The fields command is a distributable streaming command because it *can* run on indexers. That does not mean it cannot run on search heads.
It's also possible you are confusing "search-time" field extraction with something that only occurs on a search head. Indexers also perform search-time field extraction.
Hi @richgalloway , thank you.
1. by saying that indexers also perform search-time field extraction, you mean that the "interesting fields" can be extracted by the indexers? my thinking is that those fields need to be seen in at least of 20% of the events, and this kind of calculation can be performed at the search head.
2. by specifying a field using "fields" command (which is not an indexed field or field extracted with 'rex'), will it be extracted on the on the search head or on the indexers (assuming it fits for distributable streaming)?

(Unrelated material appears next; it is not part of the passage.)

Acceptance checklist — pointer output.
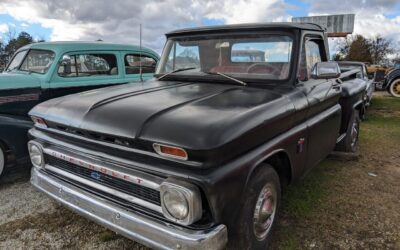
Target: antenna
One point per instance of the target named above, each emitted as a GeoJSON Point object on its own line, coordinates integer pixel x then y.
{"type": "Point", "coordinates": [140, 53]}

Overall I am trying to understand if using 'fields' command by specifying a regular field (and not an indexed one) it affects the amount of data returning from the indexers to the search head.

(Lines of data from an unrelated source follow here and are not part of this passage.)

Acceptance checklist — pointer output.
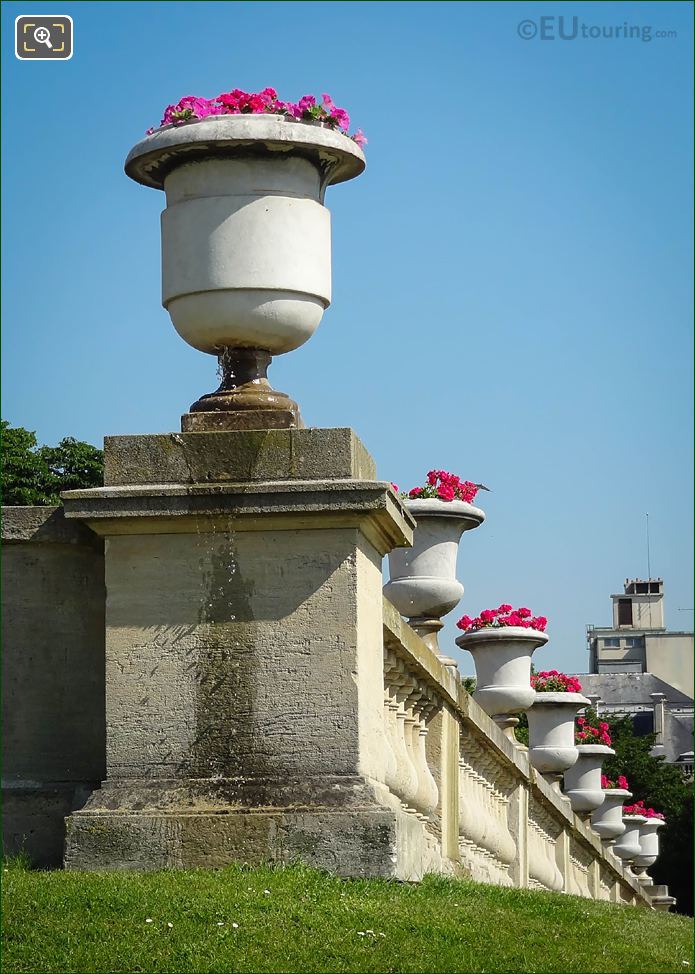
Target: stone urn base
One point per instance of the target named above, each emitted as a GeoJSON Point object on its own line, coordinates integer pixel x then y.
{"type": "Point", "coordinates": [607, 819]}
{"type": "Point", "coordinates": [245, 399]}
{"type": "Point", "coordinates": [551, 733]}
{"type": "Point", "coordinates": [583, 780]}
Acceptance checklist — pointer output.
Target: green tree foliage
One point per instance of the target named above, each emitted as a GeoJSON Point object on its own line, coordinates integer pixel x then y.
{"type": "Point", "coordinates": [660, 786]}
{"type": "Point", "coordinates": [30, 474]}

Yes, the fields command can affect the amount of data returned to the SH. It's something I recommend to all of my customers as a way to improve search efficiency.
Just to be clear, the command does NOT extract any fields. It merely says which ones should be discarded (- option) or retained (+ option). Actual extractions are done by the rex command or the EXTRACT setting in props.conf.
Hi @richgalloway , could you explain how it affects the amount of data returning from the insexers to the SH?
I know that the command says which fields should be discarded or retained, but if the field specified is not an indexed field and I didnt use "rex", meaning that I refer to an "interesting field" which according to my understanding is extracted in the SH, how can it affect the amount of data?
unless you are saying that using "fields" command indirectly tells the indexers to extract those fields.
The indexers extract fields from events as they are read from the index. As @PickleRick implied, the effort put into that extraction is determined by the search mode (Fast, Smart, or Verbose). Each extracted field takes up memory for processing and network bandwidth to send to the SH. Using the fields command helps reduce the number of fields retained so you have memory and bandwidth.
Indexers do not decide if a field is interesting or not - the SH does that.
Splunk decides which fields to extract based on search commands and whether you use fast or verbose mode.
So you can limit the amount of data processed even in verbose mode by removing some fields (but it's better to just not use verbose mode and explicitly specify interesting fields).
But the other important use case is that Splunk returns the _raw field (and other defsult fields, but this one is usually most significant) which can be really memory-intensive, especially if you're dealing with huge json blobs or something similar.
And again - no, fields are not "extracted in SH". Fields are getting extracted at the very beginning of a search on an indexer (before other commands in the pipeline kick in).
Just because something is a search-time operation doesn't mean it happens on a SH.